Each of these pieces is taken and warped in Chan-wook's hand. Every familiar story is turned on its end and changed into something until now unseen. The Count of Monte Cristo suddenly is changed from the story of a man who lusts for revenge to the story of a man who cannot avoid another man's revenge. Hamlet gives up every opportunity to not kill Claudius and is forced to see the ruins his actions have caused, instead of conveniently dieing before it all comes into view. Oedipus chooses to forget everything that is told to him, and remain in happy ignorance till the end of his days. Each of these stories is warped just enough to give them a new angle and to leave the audience asking new questions about it.
Beyond these twists on classic stories Chan-wook plays with more subtle cliches.

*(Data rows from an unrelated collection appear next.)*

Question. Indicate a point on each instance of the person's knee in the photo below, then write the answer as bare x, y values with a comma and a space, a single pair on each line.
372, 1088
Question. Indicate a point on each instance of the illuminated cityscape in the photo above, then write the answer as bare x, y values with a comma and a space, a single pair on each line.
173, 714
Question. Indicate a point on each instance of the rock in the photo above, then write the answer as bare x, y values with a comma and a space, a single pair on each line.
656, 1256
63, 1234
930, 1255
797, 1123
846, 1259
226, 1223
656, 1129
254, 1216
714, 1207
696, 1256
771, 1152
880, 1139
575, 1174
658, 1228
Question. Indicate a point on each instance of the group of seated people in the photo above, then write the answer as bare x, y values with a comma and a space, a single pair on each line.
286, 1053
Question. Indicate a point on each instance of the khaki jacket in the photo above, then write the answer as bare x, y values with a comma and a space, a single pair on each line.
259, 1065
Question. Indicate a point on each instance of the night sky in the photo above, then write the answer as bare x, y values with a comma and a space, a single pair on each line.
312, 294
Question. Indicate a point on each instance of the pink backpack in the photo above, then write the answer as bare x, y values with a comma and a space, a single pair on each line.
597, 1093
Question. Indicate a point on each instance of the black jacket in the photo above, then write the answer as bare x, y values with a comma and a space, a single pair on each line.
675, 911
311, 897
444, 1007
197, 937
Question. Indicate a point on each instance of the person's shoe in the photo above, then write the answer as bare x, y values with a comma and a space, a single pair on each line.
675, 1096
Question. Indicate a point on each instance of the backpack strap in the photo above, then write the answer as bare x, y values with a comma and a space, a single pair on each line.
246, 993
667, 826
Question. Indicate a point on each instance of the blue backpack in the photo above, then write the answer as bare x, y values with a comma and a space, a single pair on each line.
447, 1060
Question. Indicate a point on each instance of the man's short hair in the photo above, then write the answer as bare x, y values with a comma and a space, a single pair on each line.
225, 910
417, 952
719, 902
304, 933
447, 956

The most obvious of these is of the roll of Mi-do, who serves as Oh Dae-su's love interest and daughter. For the majority of the film Mi-do swoons over Oh Dae-su. It is almost pathetic as Oh Dae-su attempts to rape her, and leaves her again and again sometimes tied up and other times locked inside a cell. Mi-do would not leave this stranger, whom she did not know a week before, and it just does not fit until the final scenes. Everything is tied together with the use of hypnosis (which is a thin strand to hang the story on but it clings on just enough) and every scene where Mi-do was in it and I was asking 'why on earth is she still a character?' suddenly makes sense. Chan-wook shifts this story ruining, too flat character to what drives the final twist.
It is everything that makes you want to have faith in the medium, because for every Spiderman 3, which is the epitome of boring and poorly executed, there is a film like Oldboy that makes you take a new look at film.
My final verdict:
Oldboy changes how you watch film. It is not perfect but it makes you think. I would recommend it to anyone who wants to be challenged by a movie. To the rest of you: Just go back to re watching Avatar.